Burma

Kachin Rebels to Hold Ceasefire Talks Next Month

By Saw Yan Naing 17 September 2013

RANGOON—Kachin rebel leaders are scheduled to meet with government peace negotiator Aung Min for another round of ceasefire talks early next month, a senior member of the Kachin Independence Organization (KIO) said on Tuesday.

San Aung, a KIO peace mediator, said technical teams of the KIO and the government’s Union Peace Working Committee held a two-day meeting in the Kachin State capital Myitkyina, where they discussed plans for high-level ceasefire talks, military affairs and issues pertaining to displaced Kachin villagers.

“The two parties agreed today to hold a meeting between the KIO and the governance peace negotiation team in early October,” San Aung told The Irrawaddy.

Burma Army Col Than Aung, Security and Border Affairs Minister Lt-Col Aung Naing of the government’s Northern Command, and members of the government-affiliated Myanmar Peace Center (MPC) attended Tuesday’s discussions, he added.

Hla Maung Shwe, of the MPC, confirmed that another round of ceasefire talks would held early next month, adding that the meeting would probably take place in Myitkyina.

The KIO and the Burma Army have been involved in occasionally heavy fighting after a long-standing ceasefire broke down in 2011. From December 2012 to early February this year, fighting escalated in the strategically important mountains surrounding Laiza.

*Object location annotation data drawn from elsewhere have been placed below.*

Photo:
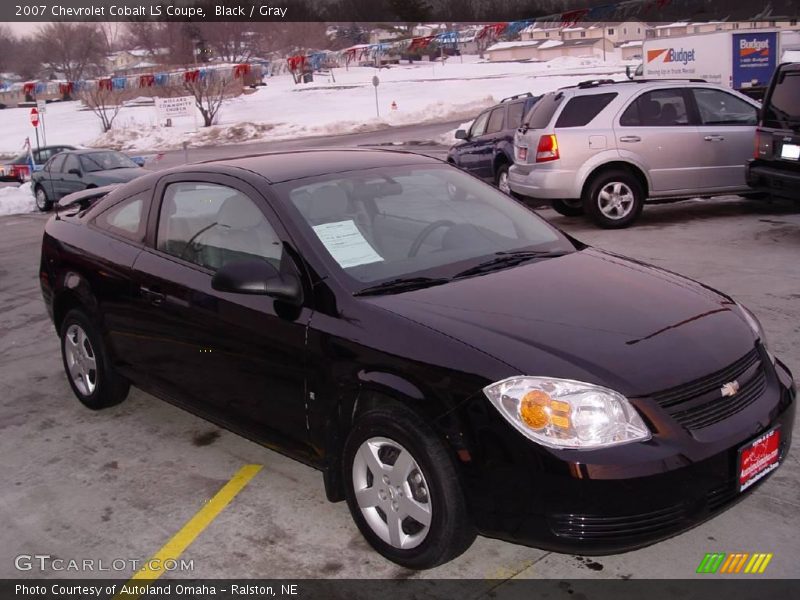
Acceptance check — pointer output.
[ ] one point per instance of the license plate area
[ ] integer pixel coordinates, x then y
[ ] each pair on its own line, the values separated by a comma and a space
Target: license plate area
758, 458
790, 151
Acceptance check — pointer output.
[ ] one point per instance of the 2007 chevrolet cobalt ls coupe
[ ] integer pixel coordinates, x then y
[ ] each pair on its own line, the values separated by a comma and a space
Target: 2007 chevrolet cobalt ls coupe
453, 364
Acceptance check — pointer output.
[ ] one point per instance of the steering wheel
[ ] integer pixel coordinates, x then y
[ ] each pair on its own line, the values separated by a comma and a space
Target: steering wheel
423, 235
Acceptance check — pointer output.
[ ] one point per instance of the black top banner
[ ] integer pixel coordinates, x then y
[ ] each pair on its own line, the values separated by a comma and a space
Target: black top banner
399, 11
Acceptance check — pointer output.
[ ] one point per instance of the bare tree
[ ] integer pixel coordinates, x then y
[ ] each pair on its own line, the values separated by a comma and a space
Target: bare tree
74, 49
210, 91
104, 102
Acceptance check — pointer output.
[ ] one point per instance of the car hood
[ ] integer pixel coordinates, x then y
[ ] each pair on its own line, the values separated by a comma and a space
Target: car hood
590, 316
118, 175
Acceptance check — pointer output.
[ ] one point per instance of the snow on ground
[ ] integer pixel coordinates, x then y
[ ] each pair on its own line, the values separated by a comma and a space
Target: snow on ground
423, 92
16, 200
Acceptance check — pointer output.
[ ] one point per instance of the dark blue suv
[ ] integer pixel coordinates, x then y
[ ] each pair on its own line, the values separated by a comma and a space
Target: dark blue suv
487, 149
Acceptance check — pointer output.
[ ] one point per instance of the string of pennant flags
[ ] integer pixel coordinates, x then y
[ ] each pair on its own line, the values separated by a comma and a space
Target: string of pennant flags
146, 80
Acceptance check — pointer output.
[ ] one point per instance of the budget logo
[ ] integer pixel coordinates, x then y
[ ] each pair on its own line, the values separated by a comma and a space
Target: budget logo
736, 563
754, 47
671, 55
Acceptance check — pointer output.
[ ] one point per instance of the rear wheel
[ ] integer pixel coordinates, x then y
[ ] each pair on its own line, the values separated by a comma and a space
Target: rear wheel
403, 491
43, 203
568, 208
614, 199
87, 365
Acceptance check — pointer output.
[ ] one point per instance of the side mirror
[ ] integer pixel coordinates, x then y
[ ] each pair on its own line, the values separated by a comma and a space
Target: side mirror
258, 277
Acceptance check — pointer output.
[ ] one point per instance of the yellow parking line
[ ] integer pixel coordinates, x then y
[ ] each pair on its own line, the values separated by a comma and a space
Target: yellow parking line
189, 532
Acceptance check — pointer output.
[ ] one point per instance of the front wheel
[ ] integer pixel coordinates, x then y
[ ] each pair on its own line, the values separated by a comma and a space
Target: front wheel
43, 203
87, 365
403, 491
614, 199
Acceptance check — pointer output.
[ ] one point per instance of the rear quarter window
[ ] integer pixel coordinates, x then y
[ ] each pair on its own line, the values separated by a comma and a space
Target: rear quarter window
581, 110
542, 112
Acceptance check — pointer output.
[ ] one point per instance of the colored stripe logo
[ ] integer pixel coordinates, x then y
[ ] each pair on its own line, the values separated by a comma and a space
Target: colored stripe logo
737, 562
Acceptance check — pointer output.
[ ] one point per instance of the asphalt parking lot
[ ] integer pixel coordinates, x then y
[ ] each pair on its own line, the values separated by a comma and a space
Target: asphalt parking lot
120, 483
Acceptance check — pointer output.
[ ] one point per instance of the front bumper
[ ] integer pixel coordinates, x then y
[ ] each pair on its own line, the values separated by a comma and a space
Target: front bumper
778, 182
614, 500
543, 181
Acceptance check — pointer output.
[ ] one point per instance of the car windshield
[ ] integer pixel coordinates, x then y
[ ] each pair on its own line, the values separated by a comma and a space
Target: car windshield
106, 161
431, 221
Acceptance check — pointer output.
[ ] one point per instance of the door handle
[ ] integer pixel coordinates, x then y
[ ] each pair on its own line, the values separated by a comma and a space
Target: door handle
154, 297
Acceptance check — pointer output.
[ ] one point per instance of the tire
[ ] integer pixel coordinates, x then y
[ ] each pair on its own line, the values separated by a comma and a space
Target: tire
614, 199
43, 203
430, 489
87, 365
568, 208
501, 179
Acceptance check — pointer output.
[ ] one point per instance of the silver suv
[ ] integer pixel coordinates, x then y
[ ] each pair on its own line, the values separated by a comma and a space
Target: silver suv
605, 147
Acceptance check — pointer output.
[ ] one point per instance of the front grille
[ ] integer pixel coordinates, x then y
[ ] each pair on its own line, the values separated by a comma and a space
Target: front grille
650, 524
700, 403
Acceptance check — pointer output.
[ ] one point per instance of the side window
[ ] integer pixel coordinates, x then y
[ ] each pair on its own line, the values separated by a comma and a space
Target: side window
71, 163
57, 163
479, 125
720, 108
580, 110
496, 119
125, 218
515, 113
212, 225
659, 108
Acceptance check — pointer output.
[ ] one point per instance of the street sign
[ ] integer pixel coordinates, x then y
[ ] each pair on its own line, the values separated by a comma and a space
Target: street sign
168, 108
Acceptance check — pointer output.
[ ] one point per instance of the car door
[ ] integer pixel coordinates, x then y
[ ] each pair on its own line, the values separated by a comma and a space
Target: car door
469, 151
71, 178
727, 126
237, 357
656, 131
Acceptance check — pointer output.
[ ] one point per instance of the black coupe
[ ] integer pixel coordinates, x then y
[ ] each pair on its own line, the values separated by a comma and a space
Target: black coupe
452, 363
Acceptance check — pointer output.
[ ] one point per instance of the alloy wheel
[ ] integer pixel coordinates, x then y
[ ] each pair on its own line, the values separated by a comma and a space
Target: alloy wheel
616, 200
392, 493
81, 360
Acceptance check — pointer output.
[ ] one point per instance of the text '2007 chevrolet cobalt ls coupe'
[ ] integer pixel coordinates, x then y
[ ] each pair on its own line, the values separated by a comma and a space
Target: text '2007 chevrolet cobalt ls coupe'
453, 364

The sides have met several times for ceasefire talk since then and the fighting has died down, although skirmishes continue.

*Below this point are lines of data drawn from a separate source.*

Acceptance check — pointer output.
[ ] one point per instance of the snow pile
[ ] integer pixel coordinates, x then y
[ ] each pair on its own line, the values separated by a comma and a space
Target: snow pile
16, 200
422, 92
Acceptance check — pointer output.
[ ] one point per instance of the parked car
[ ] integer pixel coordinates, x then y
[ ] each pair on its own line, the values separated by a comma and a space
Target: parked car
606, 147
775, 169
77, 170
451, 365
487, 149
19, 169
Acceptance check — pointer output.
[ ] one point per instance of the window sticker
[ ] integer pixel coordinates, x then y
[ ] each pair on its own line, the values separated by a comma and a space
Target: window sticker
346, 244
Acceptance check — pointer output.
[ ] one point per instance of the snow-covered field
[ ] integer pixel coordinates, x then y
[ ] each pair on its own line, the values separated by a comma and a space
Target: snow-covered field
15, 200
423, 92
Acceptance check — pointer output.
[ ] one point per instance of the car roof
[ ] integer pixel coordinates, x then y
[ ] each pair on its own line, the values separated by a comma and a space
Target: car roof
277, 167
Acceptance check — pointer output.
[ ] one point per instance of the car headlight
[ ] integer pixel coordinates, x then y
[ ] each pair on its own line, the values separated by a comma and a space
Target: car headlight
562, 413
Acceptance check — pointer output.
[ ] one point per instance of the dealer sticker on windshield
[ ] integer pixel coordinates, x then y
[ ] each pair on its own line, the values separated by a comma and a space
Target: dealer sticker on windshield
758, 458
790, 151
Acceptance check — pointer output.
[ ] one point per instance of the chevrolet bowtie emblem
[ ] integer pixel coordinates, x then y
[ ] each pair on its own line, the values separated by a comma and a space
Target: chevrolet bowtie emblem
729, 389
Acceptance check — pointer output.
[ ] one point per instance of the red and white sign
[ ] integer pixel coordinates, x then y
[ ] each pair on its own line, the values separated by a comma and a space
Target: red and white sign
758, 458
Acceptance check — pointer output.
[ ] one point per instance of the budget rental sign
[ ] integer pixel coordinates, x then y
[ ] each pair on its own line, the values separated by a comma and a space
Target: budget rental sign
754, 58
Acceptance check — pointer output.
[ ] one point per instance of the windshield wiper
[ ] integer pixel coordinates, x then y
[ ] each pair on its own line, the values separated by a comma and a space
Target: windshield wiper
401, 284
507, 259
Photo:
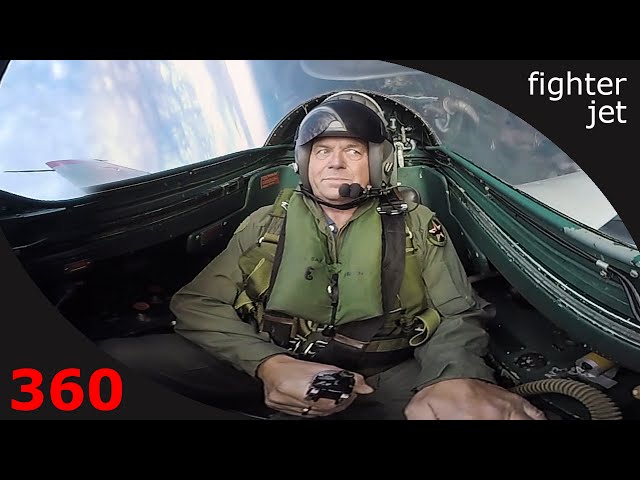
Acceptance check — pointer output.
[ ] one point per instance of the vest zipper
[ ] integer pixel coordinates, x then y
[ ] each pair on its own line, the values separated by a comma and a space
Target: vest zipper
334, 294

International aid agencies are now slowly gaining more access to the displaced villagers staying in KIO-held areas.

This week, the second international aid convoy to reach Laiza since December 2011 arrived, according to KIO sources. “They arrived on Monday and they met with refugees in Laiza, and are leaving again tomorrow,” said the KIO member, who declined to be named. “There were 17 trucks; they delivered humanitarian aid to the refugees.”

The convoy provided aid to displaced Kachin staying in Jae Yang IDP camp in Laiza. The UN Office for the Coordination of Humanitarian Affairs, the UNHCR and the World Food Program organized the convoy, according sources in Laiza.

In early September, an 11-truck UN convoy delivered food, medicines and other items to 4,300 internally displaced persons (IDPs) in Woi Chyai camp in Laiza, a small town on the Burma-China border where the KIO is headquartered.

It was the first time that an international aid convoy was able to reach KIO-controlled areas since December 2011, when Naypyidaw began blocking international aid to the areas. According to the UN, about 100,000 ethnic Kachin villagers have been displaced by the conflict in northern Burma, some 53,000 of who stay in KIO-held areas.

A substantial number of Kachin refugees have also sought in China’s Yunnan Province. According to sources in Laiza, some of these refugees, who are staying an area known locally as “6 border posts,” have recently come under pressure from Chinese security forces who are demanding that they return to Kachin State soon.